Scientists May Soon Make Muscles and Bones from Human Stem Cells Quickly

tissue research
Science & Medicine

Scientists discovered that they are able to combine positive and negative signals which can turn stem cells down certain pathways. This allows them to develop into certain tissue, including tissue of the heart, muscle, or bone. The hope is that the tissue will be created in days, rather than weeks or months, as are usually required. This will allow the tissue to be much more effective much more quickly.

The tissue will be able to integrate seamlessly into existing heart, muscle, or bone tissue. It will be able to heal any number of injuries, help repair the damage caused by a heart attack, or recreate joints for the elderly population instead of giving them hip and joint replacements.

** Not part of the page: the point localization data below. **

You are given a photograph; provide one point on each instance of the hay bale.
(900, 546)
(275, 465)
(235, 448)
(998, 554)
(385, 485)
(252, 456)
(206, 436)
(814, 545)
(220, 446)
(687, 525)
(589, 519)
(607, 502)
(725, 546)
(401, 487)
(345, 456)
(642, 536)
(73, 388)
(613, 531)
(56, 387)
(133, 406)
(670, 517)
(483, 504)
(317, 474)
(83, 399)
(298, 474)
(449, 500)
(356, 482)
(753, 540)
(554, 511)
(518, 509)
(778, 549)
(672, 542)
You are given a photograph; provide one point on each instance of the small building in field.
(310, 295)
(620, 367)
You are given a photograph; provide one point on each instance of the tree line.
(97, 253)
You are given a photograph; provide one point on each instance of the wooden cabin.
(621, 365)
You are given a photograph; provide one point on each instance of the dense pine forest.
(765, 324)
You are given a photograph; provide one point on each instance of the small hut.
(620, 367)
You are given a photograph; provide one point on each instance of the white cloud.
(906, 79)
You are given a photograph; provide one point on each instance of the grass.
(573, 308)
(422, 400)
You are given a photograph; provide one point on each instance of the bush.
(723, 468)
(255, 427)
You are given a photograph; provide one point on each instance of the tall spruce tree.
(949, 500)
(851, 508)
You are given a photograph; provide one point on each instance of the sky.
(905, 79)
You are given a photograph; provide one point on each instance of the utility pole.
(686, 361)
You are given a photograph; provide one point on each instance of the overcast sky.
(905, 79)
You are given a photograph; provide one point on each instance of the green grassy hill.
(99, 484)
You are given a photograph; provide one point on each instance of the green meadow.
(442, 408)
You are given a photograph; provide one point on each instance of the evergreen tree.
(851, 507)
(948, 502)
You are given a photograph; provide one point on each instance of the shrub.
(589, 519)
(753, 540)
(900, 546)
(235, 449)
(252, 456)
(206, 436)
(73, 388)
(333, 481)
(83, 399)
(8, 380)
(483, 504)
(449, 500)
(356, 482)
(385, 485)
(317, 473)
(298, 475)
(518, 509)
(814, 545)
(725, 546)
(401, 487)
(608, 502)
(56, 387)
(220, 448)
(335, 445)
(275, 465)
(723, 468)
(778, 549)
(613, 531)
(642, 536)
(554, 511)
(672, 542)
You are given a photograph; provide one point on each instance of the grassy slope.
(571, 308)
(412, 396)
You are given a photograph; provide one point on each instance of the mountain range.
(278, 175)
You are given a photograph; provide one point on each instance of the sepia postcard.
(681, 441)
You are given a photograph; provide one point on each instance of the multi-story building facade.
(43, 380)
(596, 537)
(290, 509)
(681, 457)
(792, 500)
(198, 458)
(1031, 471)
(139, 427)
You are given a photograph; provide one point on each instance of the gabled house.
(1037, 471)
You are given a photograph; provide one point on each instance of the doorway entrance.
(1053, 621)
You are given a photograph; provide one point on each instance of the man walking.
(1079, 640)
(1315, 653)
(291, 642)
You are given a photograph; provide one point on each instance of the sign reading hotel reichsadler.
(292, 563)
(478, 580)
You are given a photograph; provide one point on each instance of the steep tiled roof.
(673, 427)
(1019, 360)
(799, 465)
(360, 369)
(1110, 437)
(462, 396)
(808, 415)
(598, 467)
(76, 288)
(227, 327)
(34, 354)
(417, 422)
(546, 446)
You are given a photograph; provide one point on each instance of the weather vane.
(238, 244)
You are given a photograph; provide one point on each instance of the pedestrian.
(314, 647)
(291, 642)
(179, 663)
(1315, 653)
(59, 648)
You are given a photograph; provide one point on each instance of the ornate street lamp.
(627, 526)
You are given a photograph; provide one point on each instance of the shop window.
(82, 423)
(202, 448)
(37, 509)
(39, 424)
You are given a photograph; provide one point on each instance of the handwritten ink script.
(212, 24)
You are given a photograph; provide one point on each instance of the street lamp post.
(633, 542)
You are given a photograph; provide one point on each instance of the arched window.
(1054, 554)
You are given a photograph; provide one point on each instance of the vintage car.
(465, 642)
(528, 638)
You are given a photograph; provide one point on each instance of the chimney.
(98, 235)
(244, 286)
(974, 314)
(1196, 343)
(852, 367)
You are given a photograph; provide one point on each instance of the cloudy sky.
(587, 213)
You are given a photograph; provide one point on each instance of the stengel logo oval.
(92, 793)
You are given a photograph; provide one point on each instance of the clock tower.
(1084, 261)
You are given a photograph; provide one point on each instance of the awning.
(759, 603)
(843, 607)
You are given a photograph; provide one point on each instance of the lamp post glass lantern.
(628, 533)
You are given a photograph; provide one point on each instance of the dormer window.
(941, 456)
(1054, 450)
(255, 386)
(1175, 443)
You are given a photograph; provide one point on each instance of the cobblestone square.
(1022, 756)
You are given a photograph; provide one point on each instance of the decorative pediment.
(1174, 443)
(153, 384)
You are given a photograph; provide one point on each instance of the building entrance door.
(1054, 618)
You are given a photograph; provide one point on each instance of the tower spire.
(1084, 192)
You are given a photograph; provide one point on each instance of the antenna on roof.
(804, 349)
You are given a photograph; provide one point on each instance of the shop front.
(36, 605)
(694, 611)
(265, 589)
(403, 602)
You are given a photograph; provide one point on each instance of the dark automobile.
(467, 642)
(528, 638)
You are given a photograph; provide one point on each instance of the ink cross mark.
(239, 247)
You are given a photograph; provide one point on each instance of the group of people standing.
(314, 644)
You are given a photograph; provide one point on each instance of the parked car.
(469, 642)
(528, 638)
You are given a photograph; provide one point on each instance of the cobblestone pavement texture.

Director of Stanford’s Institute for Stem Cell Biology and Regenerative Medicine, Irving Weissman, MD, said:

“Regenerative medicine relies on the ability to turn pluripotent human stem cells into specialized tissue stem cells that can engraft and function in patient. It took us years to be able to isolate blood-forming and brain-forming stem cells. Here we used our knowledge of the developmental biology of many other animal models to provide the positive and negative signaling factors to guide the developmental choices of these tissue and organ stem cells. Within five to nine days we can generate virtually all the pure cell populations that we need.” [1]

Graduate student and co-lead author Kyle Loh also stated that they used the process to figure out how to stop the creation of unwanted cells, which took the team a long time to master. The researchers were also able to produce 10 specific types of cells, including the cells that lead to bones in humans and beating heartbeat cells.

Loh stated:

“Previously, making these cell types took weeks to months, primarily because it wasn’t possible to accurately control cell fate. As a result, researchers would end up with a hodgepodge of cell types.” [2]

This new study of what is called “precursor cells” has made way for further study on regeneration and eliminating diseases. The researchers hope to begin to relieve and cure diseases in animals as a next step.